The Issue of To Day

The Dollar or the Man

In 1900, Homer Davenport published his second book of political cartoons, The Dollar or the Man? The Issue of To Day. It was another collection of over 50 political cartoons, this time dealing specifically with the influence of monopolistic corporate trusts on society. The cartoons were hand-picked by Horace L. Traubel (portrait below), who also wrote the introduction.

Traubel (1858-1919) was an American essayist, poet, magazine publisher, and author. He was closely associated with the Arts and Crafts movement in the United States and published a monthly literary magazine called The Conservator from 1890 until the time of his death. Today Traubel is best remembered as the literary executor and biographer of his friend, poet Walt Whitman, about whom he compiled nine volumes entitled Walt Whitman in Camden.

Horace L. Traubel

Traubel knew Homer Davenport, as well as his father. A letter to T.W. Davenport listed in the Davenport archives at the University of Oregon as “From Unknown,” bares the signature of Traubel. He also wrote a glowing literary review of Homer Davenport’s autobiography, The Country Boy.

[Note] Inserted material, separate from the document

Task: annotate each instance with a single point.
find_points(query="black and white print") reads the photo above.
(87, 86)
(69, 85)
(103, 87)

The cartoons in this volume originally appeared in William Randolph Hearst’s New York Evening Journal, between 1898 and 1899. It was a smaller book that the previous “Cartoons” from 1898, also hardbound, but measuring just eight by eleven inches, with the binding along the short side.

These images, of which the famous “Trust Brute” makes his debut, also features the reliable “Dollar Mark” Hanna, and often President McKinley himself. Also present are several featuring Theodore Roosevelt, then a fresh new VEEP, complete with Rough Rider hat. And the usual corporate suspects.

The book’s rarity no doubt is due to the fact that its publication preceded the assassination of President McKinley by several months. Previously  Hearst editorialist Ambrose Bierce had written a poem about the assassination of Governor William Goebel of Kentucky, to convey a general feeling of dismay and fear, (the way much of today’s media operates—if it bleeds; it leads). Of course after McKinley was shot in 1901 it seemed to foreshadow the crime:

“The bullet that pierced Goebel’s breast
Can not be found in all the West;
Good reason, it is speeding here
To stretch McKinley on his bier.”

William Randolph HearstHearst (right, as pictured by Davenport in the preface of DOTM), was thereby accused by rival newspapers—and by then Secretary of War Elihu Root—of having called for McKinley’s assassination. And this probably cut into Davenport’s book sales. Curiously, Hearst neither revealed Bierce as the author of the poem, nor fired him.

The only previously known copy of DOTM rests in the archives of the Silverton Country Historical Society. When this copy was discovered online for sale by a Salem book dealer, it was decided that this was an investment in the future worth making.

GoogleBooks had previously scanned in the entire book from a college library, and many of these images have been used over the last several years. Additionally, an Adobe Flash Web App was created with the contents, (sorry iPad users!)

Now with our own original copy of the book, The Davenport Project can take on the next “Annotation” project, with these timely ‘toons, which 112 years later remain the “Issue of Today.”